We have three new staff reviews for you! Also, we'd like to invite you to start a new Anni Bloom's book group. These topics and more await you below ... 
Staff Reviews
Nightwoods
by Charles Frasier
Reviewed by Edie
Luce has managed a quiet, isolated life in an old lodge across the lake from the small town in Appalachia where she grew up. She pretty much lives off the land with one or two odd friends for company, and she likes it that way. One day a social worker drops off a pair of twins, the children of her long-lost sister, who has been murdered by their father. There is no one else to care for them, so, although Lice is not happy about the burden, she takes it on. Of course, all hell breaks loose. The children are feral, silent, and ruin everything in sight. Frasier has written a clever thriller, with the narrator's voice taking on an antique, good ole boy sound that balances the horror and suspense. As a mystery reader, I was intrigued by the set-up and enjoyed the language immensely.

How It All Began

by Penelope Lively

Reviewed by Pat  

One beautiful spring day in London, Charlotte, an elderly retired English teacher, is mugged and breaks her hip. This event ricochets off the lives of seven other characters in her orbit, unsettling and rearranging them.

 

While Charlotte convalesces with her likable daughter Rose, and her son-in-law Gerry, she takes the measure of her infirmity. She imagines herself "on the edge of things, clinging on to life's outer rim." Her mischievous insights punctuate the narrative.

 

Charlotte loves books, her "necessary fix". She tutors an adult literacy student, Anton, a recent immigrant, whose introduction to her daughter's household has unintended consequences. Other repercussions from the mugging are a humiliating public speech, a blossoming friendship, a swindle, and a broken marriage. Lively is fond of her characters, and exposes their foibles with a gentle hand. Juggling these separate streams of story, she creates vivid, memorable characters. I avidly read "How It All Began" to see how it all would end for them.


The Operators
by Michael Hastings
Reviewed by Will

The extensive 2010 military public relations campaign waged in order to expand the Afghanistan War (specifically modeled after the failed counter-insurgency tactics used originally in Algeria by the French in the 1950's, and then again disastrously a half-century later in Iraq by the U.S.) is the basis for this outstanding reporting on U.S. military leaders run amok.

 

Hastings, a Rolling Stone reporter, was recruited by General Stanley McChrystal's bloated entourage to write an article that they were sure, with the usual public relations massaging, would celebrate the great man facade and make McChrystal a "rock star" warrior for mass adulation. Instead, what Hastings uncovered was a military culture that has become increasing separate from and unchecked by an easily-manipulated civilian leadership, a complicit press, and an indifferent American citizenship.

 

Sadly, Hastings concludes that in the last decade "we were fighting the wrong war, in the wrong way, in the wrong country." And yet, many of the military elite (as well as a sycophantic U.S. press corps) used the war to advance their careers, their pocketbooks, and their public standing at the horrible cost of the many. And so it goes.
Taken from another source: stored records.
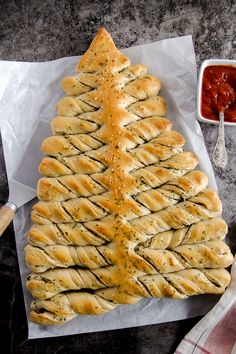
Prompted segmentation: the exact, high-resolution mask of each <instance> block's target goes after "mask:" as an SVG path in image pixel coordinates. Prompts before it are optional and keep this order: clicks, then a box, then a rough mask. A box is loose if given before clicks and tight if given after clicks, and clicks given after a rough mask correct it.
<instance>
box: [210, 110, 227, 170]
mask: <svg viewBox="0 0 236 354" xmlns="http://www.w3.org/2000/svg"><path fill="white" fill-rule="evenodd" d="M219 118H220V123H219V130H218V138H217V142H216V146H215V149H214V151H213V162H214V164H215V166H216V167H220V168H222V169H224V168H225V167H226V165H227V163H228V155H227V151H226V148H225V132H224V119H225V116H224V112H219Z"/></svg>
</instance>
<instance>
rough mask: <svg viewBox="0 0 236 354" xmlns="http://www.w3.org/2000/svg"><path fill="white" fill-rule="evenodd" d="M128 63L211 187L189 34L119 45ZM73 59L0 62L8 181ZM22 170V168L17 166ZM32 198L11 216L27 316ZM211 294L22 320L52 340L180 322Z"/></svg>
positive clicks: (146, 302)
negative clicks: (60, 338)
mask: <svg viewBox="0 0 236 354" xmlns="http://www.w3.org/2000/svg"><path fill="white" fill-rule="evenodd" d="M122 52H123V53H124V54H126V55H127V56H128V57H129V58H130V59H131V61H132V63H133V64H134V63H142V64H145V65H146V66H147V67H148V68H149V74H151V75H154V76H157V77H158V78H160V80H161V82H162V90H161V95H162V96H164V97H165V99H166V101H167V108H168V115H167V116H168V118H169V119H170V120H171V121H172V122H173V128H174V129H176V130H178V131H180V132H181V133H182V134H183V135H184V136H185V138H186V146H185V150H188V149H189V150H191V151H193V152H195V153H196V155H197V156H198V157H199V160H200V163H199V165H198V168H199V169H201V170H203V171H204V172H205V173H206V174H207V175H208V177H209V186H210V187H213V188H216V182H215V178H214V174H213V170H212V167H211V163H210V160H209V157H208V154H207V151H206V148H205V145H204V141H203V137H202V133H201V129H200V126H199V124H198V122H197V119H196V85H197V76H196V75H197V70H196V62H195V54H194V48H193V43H192V38H191V36H185V37H178V38H173V39H167V40H162V41H159V42H154V43H150V44H145V45H140V46H136V47H131V48H127V49H124V50H122ZM79 60H80V57H69V58H63V59H59V60H54V61H50V62H43V63H25V62H24V63H23V62H7V61H0V77H1V80H0V113H1V114H0V123H1V133H2V139H3V147H4V154H5V160H6V168H7V174H8V178H9V181H10V180H11V178H12V176H13V174H14V173H15V171H16V170H17V169H18V168H19V164H20V161H21V158H22V157H23V156H24V153H25V151H26V149H27V145H28V143H29V142H30V139H31V136H32V135H33V132H34V130H35V128H36V126H37V124H38V122H39V120H46V121H48V122H49V121H50V120H51V119H52V118H53V117H54V116H55V114H56V110H55V105H56V103H57V101H58V100H59V99H60V98H61V97H62V96H63V93H62V90H61V88H60V81H61V79H62V78H63V77H64V76H67V75H71V74H74V73H75V67H76V64H77V63H78V62H79ZM25 173H27V171H25ZM34 203H35V200H32V201H30V202H29V203H27V204H25V205H24V206H23V207H21V208H20V210H19V211H18V213H17V215H16V218H15V220H14V229H15V236H16V245H17V252H18V258H19V265H20V273H21V280H22V285H23V292H24V299H25V307H26V312H27V316H28V314H29V311H30V303H31V301H32V297H31V295H30V293H29V292H28V291H27V289H26V288H25V280H26V276H27V275H28V274H29V270H28V269H27V267H26V264H25V261H24V246H25V245H26V243H27V233H28V230H29V228H30V225H31V221H30V212H31V207H32V205H33V204H34ZM217 301H218V297H217V296H213V295H212V296H209V295H201V296H195V297H191V298H188V299H186V300H181V301H179V300H170V299H161V300H159V299H151V300H150V299H142V300H141V301H140V302H138V303H136V304H134V305H121V306H118V307H117V308H116V309H115V310H113V311H111V312H109V313H107V314H105V315H102V316H77V318H76V319H74V320H72V321H70V322H68V323H66V324H64V325H58V326H42V325H38V324H35V323H32V322H31V321H28V328H29V338H41V337H54V336H62V335H69V334H76V333H88V332H95V331H103V330H111V329H118V328H126V327H134V326H142V325H148V324H155V323H161V322H168V321H176V320H181V319H185V318H189V317H193V316H197V315H203V314H205V313H206V312H208V311H209V310H210V309H211V308H212V307H213V306H214V304H215V303H216V302H217Z"/></svg>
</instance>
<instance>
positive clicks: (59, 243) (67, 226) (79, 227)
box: [29, 217, 114, 246]
mask: <svg viewBox="0 0 236 354" xmlns="http://www.w3.org/2000/svg"><path fill="white" fill-rule="evenodd" d="M113 226H114V220H113V219H112V218H111V217H107V218H104V219H102V220H99V221H95V222H93V221H90V222H87V223H84V224H81V223H58V224H41V225H40V224H35V225H33V226H32V227H31V229H30V231H29V242H30V243H31V244H33V245H36V246H37V245H38V246H44V245H55V244H58V245H75V246H76V245H77V246H86V245H94V246H99V245H102V244H104V243H106V242H107V241H109V240H111V236H112V229H113Z"/></svg>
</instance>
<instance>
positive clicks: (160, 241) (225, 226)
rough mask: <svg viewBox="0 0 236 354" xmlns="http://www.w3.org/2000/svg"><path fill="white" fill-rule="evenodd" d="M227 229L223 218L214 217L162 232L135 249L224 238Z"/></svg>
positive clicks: (199, 242) (206, 241)
mask: <svg viewBox="0 0 236 354" xmlns="http://www.w3.org/2000/svg"><path fill="white" fill-rule="evenodd" d="M227 231H228V227H227V224H226V222H225V221H224V220H223V219H219V218H212V219H207V220H203V221H199V222H198V223H196V224H193V225H191V226H189V227H183V228H182V229H178V230H170V231H165V232H160V233H158V234H157V235H155V236H153V237H152V238H151V239H149V240H148V241H146V242H143V243H140V244H138V245H137V246H136V248H135V249H137V250H139V249H143V248H149V249H167V248H168V249H173V248H175V247H177V246H179V245H180V244H181V245H190V244H194V243H204V242H207V241H214V240H223V239H224V238H225V235H226V234H227Z"/></svg>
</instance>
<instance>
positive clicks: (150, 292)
mask: <svg viewBox="0 0 236 354" xmlns="http://www.w3.org/2000/svg"><path fill="white" fill-rule="evenodd" d="M139 281H140V282H142V283H143V284H144V285H145V286H146V288H147V289H148V290H149V292H150V294H151V296H152V297H158V298H161V297H164V296H166V297H171V298H174V299H184V298H186V297H188V296H192V295H199V294H205V293H206V294H222V293H223V292H224V291H225V288H226V287H227V286H228V285H229V282H230V274H229V272H228V271H227V270H226V269H201V270H199V269H184V270H180V271H178V272H175V273H168V274H155V275H144V276H142V277H139Z"/></svg>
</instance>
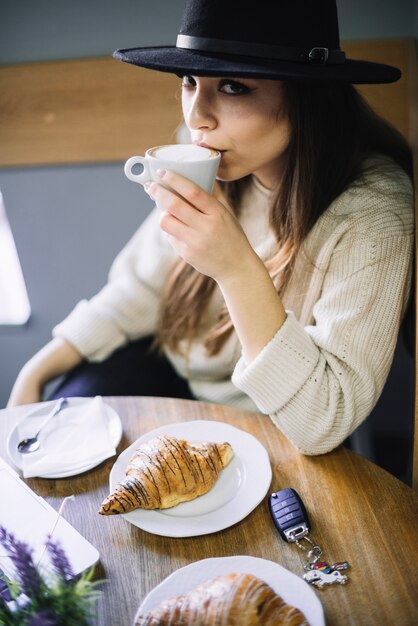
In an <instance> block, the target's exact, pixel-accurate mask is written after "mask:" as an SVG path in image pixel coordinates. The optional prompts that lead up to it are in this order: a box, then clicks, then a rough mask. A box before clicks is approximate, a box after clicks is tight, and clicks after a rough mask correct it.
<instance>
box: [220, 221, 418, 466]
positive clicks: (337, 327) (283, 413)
mask: <svg viewBox="0 0 418 626" xmlns="http://www.w3.org/2000/svg"><path fill="white" fill-rule="evenodd" d="M410 213H411V215H412V211H410ZM372 214H373V213H369V214H368V213H367V211H365V214H364V216H362V217H361V219H360V223H361V224H362V226H361V228H360V232H357V233H355V234H353V232H351V230H350V229H348V231H347V232H346V233H345V235H344V236H343V237H341V239H340V241H339V242H338V243H337V245H336V246H335V248H334V250H333V253H332V255H331V258H330V262H329V266H328V268H327V270H326V273H325V276H324V281H323V285H322V290H321V294H320V297H319V298H318V300H317V301H316V303H315V305H314V307H313V323H312V325H309V326H302V324H301V323H300V322H299V321H298V320H297V319H296V317H295V316H294V315H293V314H292V312H291V311H288V316H287V319H286V321H285V322H284V324H283V325H282V327H281V328H280V329H279V331H278V332H277V333H276V335H275V336H274V337H273V338H272V340H271V341H270V342H269V343H268V344H267V345H266V346H265V347H264V349H263V350H262V351H261V352H260V353H259V355H258V356H257V357H256V358H255V359H254V360H253V361H252V362H251V363H250V364H246V363H245V360H244V358H243V357H241V359H240V360H239V361H238V363H237V366H236V368H235V371H234V374H233V377H232V381H233V383H234V384H235V385H236V386H237V387H238V388H239V389H241V390H242V391H243V392H245V393H246V394H247V395H248V396H250V398H251V399H252V400H253V401H254V402H255V404H256V405H257V407H258V408H259V410H260V411H261V412H263V413H266V414H268V415H270V416H271V419H272V420H273V421H274V423H275V424H276V425H277V426H278V427H279V428H280V429H281V430H282V431H283V433H284V434H285V435H286V436H287V437H288V438H289V439H290V441H292V443H293V444H294V445H295V446H296V447H297V448H298V449H299V450H300V451H301V452H303V453H304V454H322V453H325V452H328V451H330V450H332V449H333V448H335V447H336V446H338V445H339V444H340V443H342V442H343V441H344V439H345V438H346V437H347V436H348V435H350V433H351V432H353V430H355V428H357V426H358V425H359V424H360V423H361V422H362V421H363V420H364V419H365V418H366V417H367V415H368V414H369V413H370V411H371V410H372V408H373V407H374V405H375V403H376V402H377V399H378V397H379V395H380V393H381V391H382V389H383V386H384V383H385V381H386V378H387V375H388V373H389V369H390V365H391V362H392V359H393V354H394V350H395V346H396V340H397V335H398V332H399V327H400V323H401V320H402V316H403V313H404V310H405V305H406V302H407V298H408V293H409V288H410V282H411V268H412V248H413V234H412V224H411V219H409V223H408V224H407V225H405V223H402V220H400V219H399V217H398V216H396V215H395V214H394V213H393V211H386V214H385V211H384V210H383V214H382V213H380V214H378V215H377V218H376V217H375V218H373V219H370V220H369V219H368V217H370V215H372ZM375 214H376V212H375ZM376 222H377V223H378V224H379V228H378V229H377V228H375V223H376Z"/></svg>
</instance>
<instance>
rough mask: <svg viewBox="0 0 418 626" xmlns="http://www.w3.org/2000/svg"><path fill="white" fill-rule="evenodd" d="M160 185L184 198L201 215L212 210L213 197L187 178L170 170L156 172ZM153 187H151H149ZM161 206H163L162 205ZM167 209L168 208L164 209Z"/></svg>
mask: <svg viewBox="0 0 418 626" xmlns="http://www.w3.org/2000/svg"><path fill="white" fill-rule="evenodd" d="M157 174H158V175H159V178H161V183H163V184H164V185H168V186H169V187H170V188H171V189H172V190H173V191H174V192H175V193H176V194H178V195H179V196H181V197H182V198H184V199H185V200H186V201H187V202H188V203H189V204H190V205H191V206H192V207H194V208H196V209H198V210H199V211H201V212H202V213H210V212H211V209H212V210H213V207H212V204H213V201H214V199H213V197H212V196H211V195H210V194H208V193H207V192H206V191H204V190H203V189H202V188H201V187H199V186H198V185H196V184H195V183H193V182H192V181H191V180H189V179H188V178H185V177H184V176H181V175H180V174H177V173H176V172H172V171H170V170H158V172H157ZM151 187H153V185H151ZM215 202H216V201H215ZM162 206H165V205H164V204H162ZM165 208H167V209H168V207H165Z"/></svg>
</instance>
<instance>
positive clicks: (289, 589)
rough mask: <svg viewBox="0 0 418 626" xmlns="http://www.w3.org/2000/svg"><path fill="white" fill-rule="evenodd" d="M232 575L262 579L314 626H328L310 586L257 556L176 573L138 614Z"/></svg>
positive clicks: (232, 558) (169, 577) (218, 561)
mask: <svg viewBox="0 0 418 626" xmlns="http://www.w3.org/2000/svg"><path fill="white" fill-rule="evenodd" d="M232 573H237V574H243V573H246V574H253V576H257V577H258V578H261V580H264V582H266V583H267V584H268V585H270V587H271V588H272V589H274V591H275V592H276V593H277V594H279V595H280V596H281V597H282V598H283V600H284V601H285V602H287V603H288V604H291V605H292V606H295V607H296V608H298V609H299V610H300V611H302V613H303V614H304V615H305V617H306V619H307V621H308V622H309V624H310V626H325V618H324V611H323V608H322V604H321V602H320V600H319V598H318V596H317V595H316V593H315V592H314V590H313V589H312V587H310V586H309V585H308V583H306V582H305V581H304V580H303V579H302V578H299V576H296V575H295V574H292V572H289V570H287V569H285V568H284V567H282V566H281V565H279V564H278V563H274V562H273V561H267V560H265V559H259V558H256V557H253V556H229V557H224V558H216V559H203V560H202V561H196V562H195V563H191V564H190V565H186V567H182V568H181V569H178V570H176V571H175V572H173V573H172V574H171V575H170V576H168V578H166V579H165V580H163V581H162V582H161V583H160V584H159V585H157V587H154V589H152V591H150V593H149V594H148V595H147V596H146V597H145V599H144V600H143V602H142V604H141V606H140V607H139V609H138V614H139V613H140V612H146V611H151V610H153V609H155V608H156V607H157V606H158V605H159V604H161V602H164V601H165V600H168V598H172V597H175V596H179V595H183V594H185V593H188V592H189V591H191V590H192V589H194V588H195V587H197V586H198V585H200V584H202V583H204V582H206V581H207V580H210V579H211V578H213V577H214V576H223V575H225V574H232Z"/></svg>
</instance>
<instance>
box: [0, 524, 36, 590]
mask: <svg viewBox="0 0 418 626" xmlns="http://www.w3.org/2000/svg"><path fill="white" fill-rule="evenodd" d="M0 543H1V544H3V546H4V547H5V548H6V550H7V552H8V553H9V556H10V558H11V560H12V562H13V565H14V566H15V568H16V573H17V576H18V578H19V582H20V587H21V590H22V592H23V593H24V594H25V595H27V596H29V597H32V598H39V597H41V596H42V593H43V589H44V581H43V579H42V577H41V575H40V573H39V572H38V570H37V568H36V566H35V563H34V562H33V558H32V553H33V550H31V548H29V546H28V545H27V544H26V543H23V541H18V540H17V539H16V538H15V536H14V535H13V534H12V533H9V532H7V530H6V529H5V528H4V527H3V526H0Z"/></svg>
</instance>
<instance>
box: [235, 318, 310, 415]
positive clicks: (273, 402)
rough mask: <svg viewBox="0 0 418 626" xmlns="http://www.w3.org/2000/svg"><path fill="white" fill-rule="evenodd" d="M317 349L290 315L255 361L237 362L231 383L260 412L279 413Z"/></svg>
mask: <svg viewBox="0 0 418 626" xmlns="http://www.w3.org/2000/svg"><path fill="white" fill-rule="evenodd" d="M319 356H320V355H319V349H318V347H317V346H316V345H315V343H314V342H313V340H312V339H311V337H310V336H309V335H308V333H307V332H306V330H305V329H304V327H303V326H302V325H301V324H300V323H299V322H298V321H297V319H296V318H295V316H294V315H293V313H292V312H288V313H287V318H286V320H285V322H284V323H283V325H282V326H281V328H280V329H279V330H278V331H277V333H276V334H275V336H274V337H273V339H271V341H269V343H268V344H267V345H266V346H265V347H264V348H263V349H262V350H261V352H260V353H259V354H258V355H257V356H256V358H255V359H254V360H253V361H252V362H251V363H250V364H248V365H247V364H246V363H245V360H244V358H243V357H241V359H240V360H239V361H238V363H237V365H236V367H235V370H234V373H233V375H232V382H233V383H234V385H236V387H238V388H239V389H241V391H243V392H244V393H246V394H247V395H248V396H249V397H250V398H251V399H252V400H253V401H254V402H255V404H256V405H257V407H258V408H259V410H260V411H261V412H262V413H265V414H267V415H270V414H272V413H276V412H277V411H279V410H281V409H282V408H283V407H284V406H285V405H286V404H287V403H288V402H289V400H291V399H292V397H293V396H294V395H295V394H296V393H297V392H298V391H299V389H300V388H301V387H302V386H303V385H304V383H305V381H306V379H307V378H308V377H309V376H310V375H311V374H312V372H313V370H314V368H315V366H316V364H317V363H318V359H319Z"/></svg>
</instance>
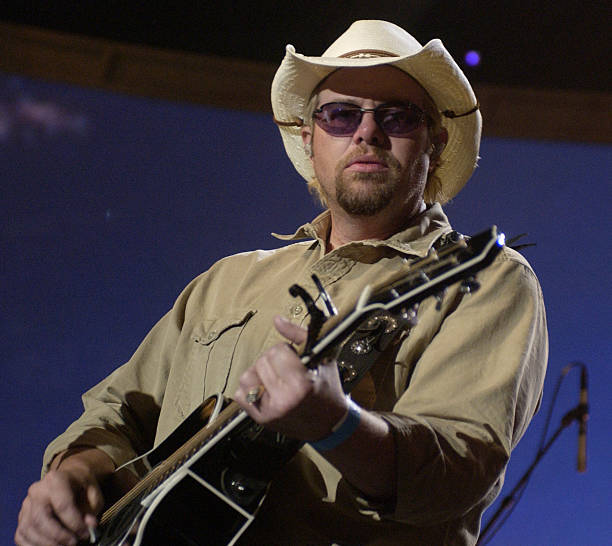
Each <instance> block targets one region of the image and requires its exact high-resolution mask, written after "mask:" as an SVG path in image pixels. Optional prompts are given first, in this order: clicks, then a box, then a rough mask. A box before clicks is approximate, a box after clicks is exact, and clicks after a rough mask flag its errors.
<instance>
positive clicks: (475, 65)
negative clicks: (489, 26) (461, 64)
mask: <svg viewBox="0 0 612 546" xmlns="http://www.w3.org/2000/svg"><path fill="white" fill-rule="evenodd" d="M464 59H465V64H467V65H468V66H478V65H479V64H480V53H479V52H478V51H474V50H473V49H472V50H470V51H468V52H467V53H466V54H465V57H464Z"/></svg>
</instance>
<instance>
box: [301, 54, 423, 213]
mask: <svg viewBox="0 0 612 546" xmlns="http://www.w3.org/2000/svg"><path fill="white" fill-rule="evenodd" d="M425 97H426V94H425V91H424V90H423V89H422V88H421V86H420V85H419V84H417V83H416V82H415V81H414V80H413V79H412V78H411V77H410V76H408V75H407V74H406V73H404V72H402V71H400V70H398V69H396V68H393V67H389V66H379V67H373V68H360V69H342V70H338V71H336V72H334V73H333V74H331V75H330V76H329V77H328V78H327V80H325V82H324V83H323V84H322V86H321V88H320V89H319V97H318V102H317V105H316V107H317V108H318V107H320V106H322V105H324V104H327V103H330V102H348V103H353V104H356V105H357V106H360V107H362V108H375V107H376V106H378V105H380V104H383V103H388V102H395V101H402V102H412V103H414V104H416V105H417V106H418V107H420V108H421V109H423V108H424V105H425ZM302 137H303V139H304V142H306V143H310V144H311V145H312V163H313V167H314V171H315V174H316V176H317V178H318V180H319V183H320V184H321V188H322V191H323V192H324V194H325V197H326V198H327V203H328V205H329V207H330V209H331V210H332V212H334V210H340V209H342V210H344V211H345V212H346V213H348V214H349V215H354V216H373V215H377V214H380V213H383V214H390V215H392V216H394V215H395V216H398V217H400V216H403V217H404V218H406V217H410V216H412V215H413V214H417V213H418V212H419V211H420V210H421V208H422V204H423V201H422V196H423V191H424V189H425V183H426V181H427V173H428V169H429V166H430V153H431V143H430V139H429V134H428V129H427V125H426V123H423V124H422V125H421V126H419V127H417V128H416V129H415V130H414V131H412V132H411V133H410V134H409V135H408V136H402V137H389V136H387V135H386V134H385V133H384V132H383V130H382V129H381V128H380V127H379V126H378V124H377V123H376V121H375V120H374V114H373V113H371V112H367V113H364V114H363V117H362V119H361V123H360V125H359V127H358V128H357V130H356V131H355V133H354V134H353V135H352V136H342V137H339V136H333V135H330V134H328V133H326V132H325V131H324V130H323V129H322V128H321V127H319V126H318V125H316V124H314V128H313V133H312V134H311V133H310V128H309V127H305V128H304V129H303V132H302Z"/></svg>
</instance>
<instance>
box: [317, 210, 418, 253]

Shelf Awareness for Readers   
100 great poemsWe wanted to check in and make sure that your experience of "Shelf Awareness for Readers" is going well.

Last month, subscribers to this email newsletter began receiving that new e-publication ("The Shelf"). It should be arriving in your inbox each Tuesday and Friday morning.

What you're reading now is the re-tooled version of Annie Bloom's own in-house newsletter, which we hope provides a good complement to "Shelf Awareness for Readers."

As a reminder: If you decide that "Shelf Awareness for Readers" is one more email than you need, just hit the unsubscribe link at the bottom. You will still continue to receive this newsletter from Annie Bloom's. As with everything else, we'd love to get your feedback about "Shelf Awareness for Readers." Please email us at: books@annieblooms.com.
Readings Reminder
Because most of our February events fall in the latter half of the month, we thought we'd remind you of the fabulous readings still to come. Also, please note the change in readers for our February 21st poetry reading.

Ursula K. Le Guin, Molly Gloss, Noel Hanlon, and More!
Thursday, February 16, 7pm
We're excited to be joined by the members of this fabulous writer's group, whose members include Ursula K. Le Guin (pictured), Molly Gloss, Noel Hanlon, Bette Husted, Barbara Drake, Kari Easton, Jeannette Cappella, and Caroline Le Guin. They will be reading poems generated from one of two prompts and will undoubtedly offer wonderful insight into the world of the writing workshop.


Amy MacLennan & Susan DeFreitas
Tuesday, February 21, 7pm
Come hear these two very fine Oregon poets read together. Residing in the Rogue Valley, veteran poetry workshop teacher Amy MacLennan (pictured) is the author of 2011's The Fragile Day. Susan DeFreitas is a writer, editor, and creative writing instructor with a focus on human communities and the natural world. Her poetry and prose-poems have been featured in The Bear Deluxe, Third Wednesday, and Southwestern American Literature. [Kirsten Rian was originally scheduled to read this night, but is unable to appear.]

Alexis Smith
Wednesday, February 22, 7pm
Please join us in welcoming Portland author Alexis Smith, as she reads from her highly acclaimed debut novel. Glaciers unfolds internally, the action shaped by Isabel's sense of history, memory, and place, recalling the work of writers such as Jean Rhys, Marguerite Duras, and Virginia Woolf. For Isabel, the fleeting moments of one day can reveal an entire life.